Os activistas climáticos continuam céticos, dizendo que as grandes finanças estão a apresentar outro conjunto complexo de instrumentos que serão apresentados em relatórios e negociados em plataformas de mercadorias sem fazer qualquer diferença mensurável no mundo real. Entretanto, os grandes poluidores terão melhor acesso ao financiamento. “Há um problema fundamental com a abordagem EER, na medida em que se baseia numa linha de base contrafactual incognoscível”, afirma Paddy McCully, analista sénior para a transição energética da Reclaim Finance, uma organização ambiental sem fins lucrativos.
Maia Godemer , analista da BloombergNEF em Londres, afirma que há claramente uma necessidade de fornecer incentivos de descarbonização para grandes emissores, mas que a criação de novos instrumentos ou métodos de contabilidade específicos para a transição não é necessariamente o melhor caminho a seguir. Os mercados de dívida já criaram ferramentas como obrigações ligadas à sustentabilidade, que permitem aos investidores financiar os poluidores que trabalham para reduzir as suas emissões, evitando ao mesmo tempo qualquer reação negativa pública. Rotular certos produtos como instrumentos de transição poderia “representar riscos de lavagem verde”, diz Godemer. “É provável que acabemos aprovando tecnologias inteiras que só são apropriadas para a transição em situações específicas.”
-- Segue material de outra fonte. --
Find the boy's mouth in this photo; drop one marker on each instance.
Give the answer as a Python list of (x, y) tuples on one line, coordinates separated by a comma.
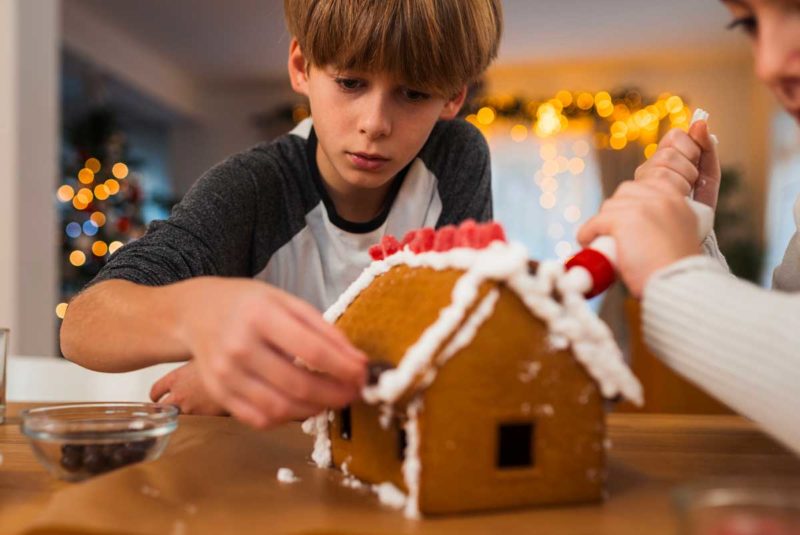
[(367, 161)]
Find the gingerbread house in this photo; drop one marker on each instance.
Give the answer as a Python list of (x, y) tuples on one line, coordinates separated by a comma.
[(487, 378)]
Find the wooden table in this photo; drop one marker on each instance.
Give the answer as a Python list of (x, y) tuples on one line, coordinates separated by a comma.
[(650, 456)]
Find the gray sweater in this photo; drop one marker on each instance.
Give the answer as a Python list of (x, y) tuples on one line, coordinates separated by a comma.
[(265, 214)]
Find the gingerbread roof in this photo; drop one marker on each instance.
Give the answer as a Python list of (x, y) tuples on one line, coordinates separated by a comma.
[(483, 253)]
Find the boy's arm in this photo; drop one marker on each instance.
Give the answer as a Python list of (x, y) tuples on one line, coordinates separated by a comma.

Os defensores da abordagem das emissões evitadas dizem que o que procuram, em última análise, é dissuadir uma situação em que os investidores descarbonizem com sucesso a sua carteira, mas não a economia real – ou a atmosfera. Curtis Ravenel , consultor sênior da Gfanz, diz que a preocupação é que focar demais nas emissões financiadas – a poluição de gases de efeito estufa possibilitada por empréstimos e investimentos – poderia desencorajar o investimento nas mesmas empresas que precisam mudar, mas não possuem os recursos para fazê-lo efetivamente. . “É preciso ir até onde estão as emissões”, diz ele, “e tentar reduzi-las”.